Wednesday, May 5, 2010

Fisherman or fish merchant — it's one or the other

Fogo Island may be blueprint for outport renewal


Light may have broken on the fishery’s dark days.

The Fogo Island Co-op may have shown itself to be the future of the Newfoundland fishery, an example of how fishermen can make a go of it yet.

A way to save the outports.

— our heritage,


and pride.

Could it be that the new economic model for rural Newfoundland and Labrador is the community co-op — with fishermen holding the quotas, catching and processing the fish, and selling it to market?

With “millionaire merchants” removed from the equation?

And fishermen free as the waves to make a go of it?
The Fogo Island Co-op is in the news this week for being kicked out of the Association of Seafood Producers.

The Navigator breaks the story in its May edition.

UPDATE: The story breaks on The Navigator's website. Editor Jim Wellman tells me the story broke after the May edition had gone to print, so he published it online.

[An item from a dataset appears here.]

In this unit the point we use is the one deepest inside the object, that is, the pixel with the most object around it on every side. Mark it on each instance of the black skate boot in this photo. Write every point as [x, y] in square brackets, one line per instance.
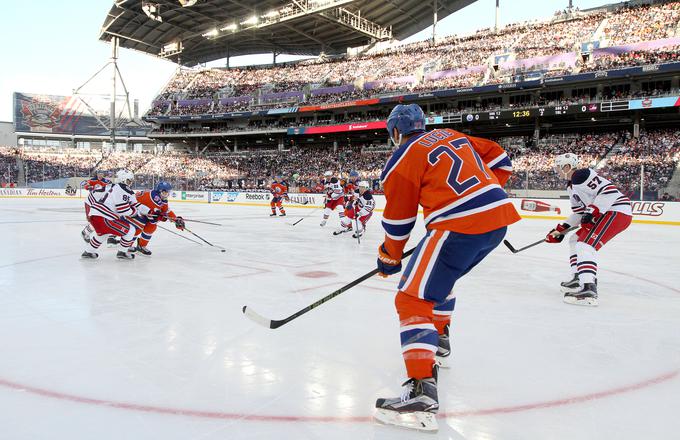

The co-op reportedly broke ranks this spring with the nearly 20 other members of the Seafood Producers by buying crab from fishermen for $1.35 a pound, an amount set by the Standing Fish Price Setting Panel.

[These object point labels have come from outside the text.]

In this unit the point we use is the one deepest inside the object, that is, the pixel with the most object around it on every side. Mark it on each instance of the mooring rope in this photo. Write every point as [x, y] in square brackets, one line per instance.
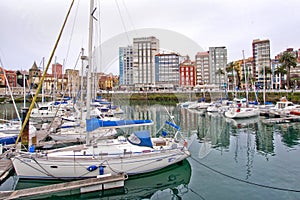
[241, 180]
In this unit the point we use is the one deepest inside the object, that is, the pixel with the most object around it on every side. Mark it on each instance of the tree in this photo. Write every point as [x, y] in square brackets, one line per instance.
[287, 61]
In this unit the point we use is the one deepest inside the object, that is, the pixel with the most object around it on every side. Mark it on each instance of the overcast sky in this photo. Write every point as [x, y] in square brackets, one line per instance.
[29, 28]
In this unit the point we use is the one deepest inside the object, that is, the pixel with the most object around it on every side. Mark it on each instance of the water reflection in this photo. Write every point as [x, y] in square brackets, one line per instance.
[169, 183]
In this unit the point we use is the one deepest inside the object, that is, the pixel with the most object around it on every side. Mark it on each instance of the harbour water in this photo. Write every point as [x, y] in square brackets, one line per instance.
[230, 159]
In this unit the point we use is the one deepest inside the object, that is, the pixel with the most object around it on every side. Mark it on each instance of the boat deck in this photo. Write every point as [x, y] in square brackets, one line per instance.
[5, 168]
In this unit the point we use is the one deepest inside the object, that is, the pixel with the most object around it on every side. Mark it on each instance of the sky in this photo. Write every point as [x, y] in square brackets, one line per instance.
[29, 28]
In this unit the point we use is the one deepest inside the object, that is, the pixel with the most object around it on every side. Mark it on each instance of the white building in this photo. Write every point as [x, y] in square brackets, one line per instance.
[217, 63]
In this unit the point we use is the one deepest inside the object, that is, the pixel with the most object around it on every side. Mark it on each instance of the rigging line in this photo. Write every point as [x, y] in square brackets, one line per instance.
[99, 35]
[44, 74]
[122, 20]
[243, 181]
[63, 95]
[9, 89]
[71, 35]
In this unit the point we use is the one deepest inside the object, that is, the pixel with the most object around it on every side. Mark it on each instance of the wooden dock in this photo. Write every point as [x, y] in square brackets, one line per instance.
[104, 182]
[5, 168]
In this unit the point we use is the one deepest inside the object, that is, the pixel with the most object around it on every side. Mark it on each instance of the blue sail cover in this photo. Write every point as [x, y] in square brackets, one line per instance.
[94, 123]
[141, 138]
[173, 125]
[8, 139]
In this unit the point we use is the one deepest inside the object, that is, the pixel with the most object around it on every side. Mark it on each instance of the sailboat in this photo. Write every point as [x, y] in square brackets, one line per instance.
[137, 154]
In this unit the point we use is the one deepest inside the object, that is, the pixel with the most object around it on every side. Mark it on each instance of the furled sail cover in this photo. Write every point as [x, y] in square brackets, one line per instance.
[94, 123]
[141, 138]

The other producers refused to buy crab at that price, arguing it was too high, leaving the industry dead in the water for more than a month.

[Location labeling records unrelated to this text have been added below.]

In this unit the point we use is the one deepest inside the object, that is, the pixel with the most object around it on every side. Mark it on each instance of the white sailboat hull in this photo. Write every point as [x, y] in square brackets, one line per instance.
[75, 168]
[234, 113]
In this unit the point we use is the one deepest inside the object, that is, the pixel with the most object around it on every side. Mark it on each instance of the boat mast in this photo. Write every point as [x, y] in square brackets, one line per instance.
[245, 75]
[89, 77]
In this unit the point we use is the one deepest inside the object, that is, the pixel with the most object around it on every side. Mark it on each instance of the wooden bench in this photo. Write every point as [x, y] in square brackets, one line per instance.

They insisted on paying fishermen up to 22 cents a pound less.

Not the Fogo Island Co-op.

Co-op officials said the $1.35 a pound fit their business model; they could even make a small profit at that price.

The co-op’s 150 employees have been processing up to 180,000 pounds of crab a day for weeks.

To date, the co-op plant has processed 3.6 million pounds of crab, and expects to produce another 1.5 million pounds, according to a story in today’s Telegram.

That’s well more than the 3.4 million pounds processed at the plant in 2009.

It's fair to say that the Fogo Island Co-op is “different” from the other members of the Accociation of Seafood Producers.

The co-op is owned and operated by fishermen.

“Not by millionaires.”

How novel is that?
The May issue of The Navigator tells the story of how the Fogo Island Co-op was built against “incredible odds” in the 1960s.

The way the story goes, the provincial government advised Fogo Island residents to resettle to places like Gander.

The private fish companies that operated on Fogo Island lost faith altogether.

They packed up and moved out, leaving the island in a “terrible bind.”

The people of Fogo Island stayed put, forming a co-op “to do what they knew best — make a living from the sea.”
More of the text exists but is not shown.